The Commission municipale du Québec (CMQ) classified Mr. Chartrand’s blood drive as a ‘conflict of interest’ but that ruling does not take into account the fact that his action was for a benevolent/humanitarian reason, a blood drive. Mr. Chartrand was not notified by the Saint-Lazare town clerk or the administration that blood drives in his place of business would be a conflict of interest, but instead a person/persons in the administration reported the incident to the CMQ with the subsequent punishment. These actions show that not everyone at the town hall is on the same team, and the Mayor Grimaudo’s only comment that, “The CMQ did their investigation and issued their ruling,” shows that no matter how much a person has given to their community, it lacks recognition.
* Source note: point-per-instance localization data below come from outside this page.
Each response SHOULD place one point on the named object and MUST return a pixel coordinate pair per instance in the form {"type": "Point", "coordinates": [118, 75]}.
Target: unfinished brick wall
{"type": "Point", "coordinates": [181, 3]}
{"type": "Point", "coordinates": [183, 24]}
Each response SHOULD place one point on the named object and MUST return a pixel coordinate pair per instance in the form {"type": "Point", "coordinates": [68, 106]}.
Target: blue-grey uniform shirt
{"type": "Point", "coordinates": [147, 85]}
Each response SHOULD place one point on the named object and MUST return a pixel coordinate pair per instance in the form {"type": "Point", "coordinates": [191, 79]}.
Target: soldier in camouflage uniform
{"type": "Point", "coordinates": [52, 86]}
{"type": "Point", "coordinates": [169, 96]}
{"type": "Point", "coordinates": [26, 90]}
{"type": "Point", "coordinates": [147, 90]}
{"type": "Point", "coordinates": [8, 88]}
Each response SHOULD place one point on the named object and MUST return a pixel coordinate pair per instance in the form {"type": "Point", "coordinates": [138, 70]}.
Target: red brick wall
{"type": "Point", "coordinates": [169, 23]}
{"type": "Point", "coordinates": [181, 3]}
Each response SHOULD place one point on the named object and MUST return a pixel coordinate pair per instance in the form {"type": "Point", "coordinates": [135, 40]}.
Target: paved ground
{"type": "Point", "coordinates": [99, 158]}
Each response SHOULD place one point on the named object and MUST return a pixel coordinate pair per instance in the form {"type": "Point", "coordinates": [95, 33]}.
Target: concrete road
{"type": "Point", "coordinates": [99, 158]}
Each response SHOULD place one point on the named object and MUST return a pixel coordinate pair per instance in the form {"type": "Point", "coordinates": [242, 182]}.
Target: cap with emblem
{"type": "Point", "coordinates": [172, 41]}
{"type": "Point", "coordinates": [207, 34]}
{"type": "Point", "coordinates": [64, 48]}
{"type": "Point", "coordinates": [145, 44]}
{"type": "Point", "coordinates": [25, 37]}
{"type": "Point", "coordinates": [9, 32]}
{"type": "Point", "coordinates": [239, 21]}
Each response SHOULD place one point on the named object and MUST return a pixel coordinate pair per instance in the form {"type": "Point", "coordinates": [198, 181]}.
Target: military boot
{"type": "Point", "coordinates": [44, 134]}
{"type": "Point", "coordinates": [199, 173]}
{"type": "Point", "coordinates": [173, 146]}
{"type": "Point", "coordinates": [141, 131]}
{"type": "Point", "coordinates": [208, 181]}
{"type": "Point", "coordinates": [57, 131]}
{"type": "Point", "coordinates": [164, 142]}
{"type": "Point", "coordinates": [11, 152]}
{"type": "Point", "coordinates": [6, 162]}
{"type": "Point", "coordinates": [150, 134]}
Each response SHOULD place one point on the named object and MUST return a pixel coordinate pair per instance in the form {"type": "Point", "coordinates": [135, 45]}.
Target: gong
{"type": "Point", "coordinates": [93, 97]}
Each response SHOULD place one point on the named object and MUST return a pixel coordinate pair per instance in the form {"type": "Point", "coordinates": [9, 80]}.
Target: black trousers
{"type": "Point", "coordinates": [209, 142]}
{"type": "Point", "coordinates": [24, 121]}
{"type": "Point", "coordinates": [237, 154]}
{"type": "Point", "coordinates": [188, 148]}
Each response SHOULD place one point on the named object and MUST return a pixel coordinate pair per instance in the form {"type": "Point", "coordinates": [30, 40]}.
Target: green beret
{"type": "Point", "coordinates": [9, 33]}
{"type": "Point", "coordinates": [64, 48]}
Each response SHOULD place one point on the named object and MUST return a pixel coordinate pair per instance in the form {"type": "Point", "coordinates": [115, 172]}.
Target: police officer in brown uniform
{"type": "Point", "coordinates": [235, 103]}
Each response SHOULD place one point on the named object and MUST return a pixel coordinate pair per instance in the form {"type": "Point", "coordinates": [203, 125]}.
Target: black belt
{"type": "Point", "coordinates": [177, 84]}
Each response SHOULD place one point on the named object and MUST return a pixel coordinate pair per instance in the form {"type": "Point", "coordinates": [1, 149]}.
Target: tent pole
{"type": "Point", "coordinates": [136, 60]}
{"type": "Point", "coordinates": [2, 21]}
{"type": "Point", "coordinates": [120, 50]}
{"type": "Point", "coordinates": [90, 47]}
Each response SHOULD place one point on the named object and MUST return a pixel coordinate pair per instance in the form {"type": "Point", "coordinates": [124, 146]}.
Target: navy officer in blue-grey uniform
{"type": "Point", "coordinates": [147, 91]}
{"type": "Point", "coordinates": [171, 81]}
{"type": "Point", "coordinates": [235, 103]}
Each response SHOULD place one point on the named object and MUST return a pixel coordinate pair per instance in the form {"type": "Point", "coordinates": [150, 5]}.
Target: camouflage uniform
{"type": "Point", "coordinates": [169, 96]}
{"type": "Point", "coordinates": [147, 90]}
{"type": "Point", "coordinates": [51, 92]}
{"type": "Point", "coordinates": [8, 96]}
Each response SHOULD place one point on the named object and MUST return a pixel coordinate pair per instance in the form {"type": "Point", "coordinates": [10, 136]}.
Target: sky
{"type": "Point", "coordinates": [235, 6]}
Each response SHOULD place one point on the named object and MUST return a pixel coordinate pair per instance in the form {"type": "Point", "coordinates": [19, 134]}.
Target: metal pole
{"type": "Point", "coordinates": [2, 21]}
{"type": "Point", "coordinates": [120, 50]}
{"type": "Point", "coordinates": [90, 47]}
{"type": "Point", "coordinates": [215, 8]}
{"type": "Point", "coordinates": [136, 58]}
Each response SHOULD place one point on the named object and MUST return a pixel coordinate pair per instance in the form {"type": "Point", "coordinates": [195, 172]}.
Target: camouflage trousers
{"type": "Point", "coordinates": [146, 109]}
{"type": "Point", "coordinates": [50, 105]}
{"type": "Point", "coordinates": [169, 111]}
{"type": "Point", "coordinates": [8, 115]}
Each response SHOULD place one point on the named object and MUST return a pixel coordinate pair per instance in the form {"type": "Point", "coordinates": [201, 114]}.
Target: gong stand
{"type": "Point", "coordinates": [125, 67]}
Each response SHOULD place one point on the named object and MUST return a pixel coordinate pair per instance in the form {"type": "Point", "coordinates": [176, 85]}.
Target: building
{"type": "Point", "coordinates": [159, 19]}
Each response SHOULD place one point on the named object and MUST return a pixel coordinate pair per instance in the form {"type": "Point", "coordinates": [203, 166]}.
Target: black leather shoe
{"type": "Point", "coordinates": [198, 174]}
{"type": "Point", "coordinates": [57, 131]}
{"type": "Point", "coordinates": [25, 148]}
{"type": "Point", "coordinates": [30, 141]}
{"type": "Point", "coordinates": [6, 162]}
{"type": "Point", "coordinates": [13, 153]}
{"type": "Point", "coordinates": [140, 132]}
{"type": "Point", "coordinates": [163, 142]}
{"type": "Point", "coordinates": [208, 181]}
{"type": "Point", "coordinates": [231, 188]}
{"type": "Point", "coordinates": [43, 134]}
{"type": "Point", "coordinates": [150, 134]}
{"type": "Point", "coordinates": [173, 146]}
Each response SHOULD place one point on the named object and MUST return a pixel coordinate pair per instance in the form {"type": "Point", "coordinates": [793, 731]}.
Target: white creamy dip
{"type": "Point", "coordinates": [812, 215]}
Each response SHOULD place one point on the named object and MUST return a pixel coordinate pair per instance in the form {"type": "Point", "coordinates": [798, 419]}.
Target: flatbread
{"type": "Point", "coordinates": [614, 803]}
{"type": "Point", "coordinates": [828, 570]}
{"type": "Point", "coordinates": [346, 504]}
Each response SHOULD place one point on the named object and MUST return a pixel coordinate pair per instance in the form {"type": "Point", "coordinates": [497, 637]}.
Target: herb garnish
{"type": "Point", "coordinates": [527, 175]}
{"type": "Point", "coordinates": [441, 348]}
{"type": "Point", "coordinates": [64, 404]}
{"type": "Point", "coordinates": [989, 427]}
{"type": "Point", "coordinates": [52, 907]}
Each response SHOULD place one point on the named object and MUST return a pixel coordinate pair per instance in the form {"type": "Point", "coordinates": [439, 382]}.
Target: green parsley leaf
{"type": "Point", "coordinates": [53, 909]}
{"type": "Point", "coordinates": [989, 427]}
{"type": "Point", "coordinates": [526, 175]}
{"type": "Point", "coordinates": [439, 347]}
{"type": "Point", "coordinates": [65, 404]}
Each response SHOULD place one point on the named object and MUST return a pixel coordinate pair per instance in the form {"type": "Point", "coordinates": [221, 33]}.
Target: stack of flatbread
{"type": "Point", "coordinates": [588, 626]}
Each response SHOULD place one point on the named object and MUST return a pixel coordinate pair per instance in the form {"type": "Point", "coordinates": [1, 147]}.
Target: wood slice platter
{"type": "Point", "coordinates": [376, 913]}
Most municipalities have a ‘Mayor’s blood drive’ every year, including Saint-Lazare, but in 2017 the ‘Mayor’s Blood Drive’ was just two weeks before the municipal election. The blood drive advertising (paid for by taxpayers) mentioned the mayor’s name and that he would be greeting blood donors, so the incumbent mayor had a paid for political advantage over Mme. Jolicoeur and Mr. Lambert who were at that time running for mayor. Should the CMQ have been notified by the administration and would this have been classified as a ‘conflict of interest’? We should recognize Richard Chartrand’s decades of humanitarian work and be thankful we have people like this in our community.